What was once the kitchen of the “Saracen’s Head” is now the bar-parlour of the “Pomfret Arms”; but otherwise the house is the same as when Dickens knew it. The somewhat severe frontage loses in a black-and-white drawing its principal charm, for it is built of the golden-brown local ferruginous sandstone of the district.

The journey to London is carried abruptly from Towcester to its ending at the “George and Vulture”; and with “Osborne’s Hotel in the Adelphi” the last inn to be identified in the closing scenes of Pickwick is reached. That staid family hotel, still existing in John Street, and now known as the “Adelphi,” is associated with the flight of Emily Wardle and Snodgrass. The sign of the last public-house in the story, “an excellent house near Shooter’s Hill,” to which Mr. Tony Weller, no longer “of the Bell Savage,” retired, is not disclosed.


CHAPTER XI

DICKENSIAN INNS

The knowledge Dickens possessed of inns, old and new, was, as already said, remarkable. His education in this sort began early. From his early years in London, at the blacking factory, when he sampled the “genuine stunning” at the “Red Lion,” Parliament Street, through his experiences as a reporter of election speeches in the provinces, when long coach journeys presented a constant succession of inns and posting-houses, circumstances made him familiar with every variety of house of public entertainment; and afterwards, as novelist, he enlarged upon inns from choice, realising as he did that in those days romance had its chief home at them.

Dickensian inns, as treated of in this chapter, are those houses, other than the inns of Pickwick, associated with Dickens personally, or through his novels. It is hardly necessary to add at this day, that either association is assiduously cultivated, and that we have almost come to that dizzy edge of things where, in addition to the inns Dickens is certainly known to have mentioned or visited, those he would have treated of or stayed at, had he known better, will come under review, together with a further paper on the inns he did not immortalise, and why not.

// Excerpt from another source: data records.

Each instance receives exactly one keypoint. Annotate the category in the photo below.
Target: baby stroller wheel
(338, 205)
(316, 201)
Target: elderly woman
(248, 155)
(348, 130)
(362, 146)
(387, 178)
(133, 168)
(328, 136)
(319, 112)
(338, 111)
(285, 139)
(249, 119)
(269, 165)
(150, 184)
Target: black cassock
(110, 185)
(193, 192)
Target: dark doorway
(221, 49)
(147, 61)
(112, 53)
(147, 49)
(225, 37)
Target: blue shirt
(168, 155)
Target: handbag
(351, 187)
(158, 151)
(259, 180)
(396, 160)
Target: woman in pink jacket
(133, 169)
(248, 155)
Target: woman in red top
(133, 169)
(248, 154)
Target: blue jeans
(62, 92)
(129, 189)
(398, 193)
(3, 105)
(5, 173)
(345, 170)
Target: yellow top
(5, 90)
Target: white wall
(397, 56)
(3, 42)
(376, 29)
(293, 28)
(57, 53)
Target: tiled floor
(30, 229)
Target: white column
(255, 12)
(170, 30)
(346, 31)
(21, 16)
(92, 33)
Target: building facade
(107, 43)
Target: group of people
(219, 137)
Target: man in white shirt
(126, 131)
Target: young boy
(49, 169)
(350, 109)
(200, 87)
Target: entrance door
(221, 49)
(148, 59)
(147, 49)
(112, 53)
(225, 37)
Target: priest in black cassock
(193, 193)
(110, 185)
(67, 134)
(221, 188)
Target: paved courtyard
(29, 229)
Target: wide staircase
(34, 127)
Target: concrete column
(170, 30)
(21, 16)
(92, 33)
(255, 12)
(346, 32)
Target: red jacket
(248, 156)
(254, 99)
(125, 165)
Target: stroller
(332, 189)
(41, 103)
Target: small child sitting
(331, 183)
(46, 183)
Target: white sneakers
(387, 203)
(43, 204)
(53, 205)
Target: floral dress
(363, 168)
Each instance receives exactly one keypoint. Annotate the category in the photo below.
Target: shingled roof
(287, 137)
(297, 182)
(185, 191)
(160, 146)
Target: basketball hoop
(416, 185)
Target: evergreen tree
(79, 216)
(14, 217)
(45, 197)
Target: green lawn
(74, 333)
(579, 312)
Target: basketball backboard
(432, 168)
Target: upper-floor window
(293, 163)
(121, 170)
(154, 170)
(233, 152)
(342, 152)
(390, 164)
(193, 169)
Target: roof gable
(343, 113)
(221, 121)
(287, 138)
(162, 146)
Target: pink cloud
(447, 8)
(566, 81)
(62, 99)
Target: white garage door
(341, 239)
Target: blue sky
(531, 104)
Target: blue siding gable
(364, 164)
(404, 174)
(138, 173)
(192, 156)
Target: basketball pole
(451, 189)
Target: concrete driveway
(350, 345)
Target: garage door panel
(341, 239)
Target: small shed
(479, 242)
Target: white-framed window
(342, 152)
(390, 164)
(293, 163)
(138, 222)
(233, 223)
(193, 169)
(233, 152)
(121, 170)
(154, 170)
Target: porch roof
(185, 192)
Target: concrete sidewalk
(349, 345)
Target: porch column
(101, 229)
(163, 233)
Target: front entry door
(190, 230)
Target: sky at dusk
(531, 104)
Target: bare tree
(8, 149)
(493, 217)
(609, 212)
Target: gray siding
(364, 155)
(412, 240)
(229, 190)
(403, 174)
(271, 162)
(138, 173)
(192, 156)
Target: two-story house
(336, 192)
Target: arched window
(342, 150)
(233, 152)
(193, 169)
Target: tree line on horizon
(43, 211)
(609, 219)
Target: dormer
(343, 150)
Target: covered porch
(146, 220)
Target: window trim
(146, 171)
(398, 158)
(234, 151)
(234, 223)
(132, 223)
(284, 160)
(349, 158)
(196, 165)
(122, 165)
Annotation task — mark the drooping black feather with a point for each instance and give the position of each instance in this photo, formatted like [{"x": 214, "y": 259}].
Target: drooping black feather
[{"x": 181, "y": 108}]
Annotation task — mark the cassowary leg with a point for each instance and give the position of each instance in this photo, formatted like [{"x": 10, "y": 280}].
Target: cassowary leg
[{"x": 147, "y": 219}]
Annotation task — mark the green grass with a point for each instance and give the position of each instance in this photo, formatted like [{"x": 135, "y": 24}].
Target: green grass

When Dickens first visited Bath, in May, 1835, as a reporter, he stayed, according to tradition, at the humble “Saracen’s Head,” in Broad Street, and there also, according to tradition, he was assigned a humble room in an outhouse down the yard. A dozen times, if we may believe a former landlady’s story, he went with lighted candle across the windy yard to his bedroom; a dozen times, the wind puffed it out, and he never uttered a mild d——! It is a remarkable instance of restraint, likely to remain in the recollection of any landlady.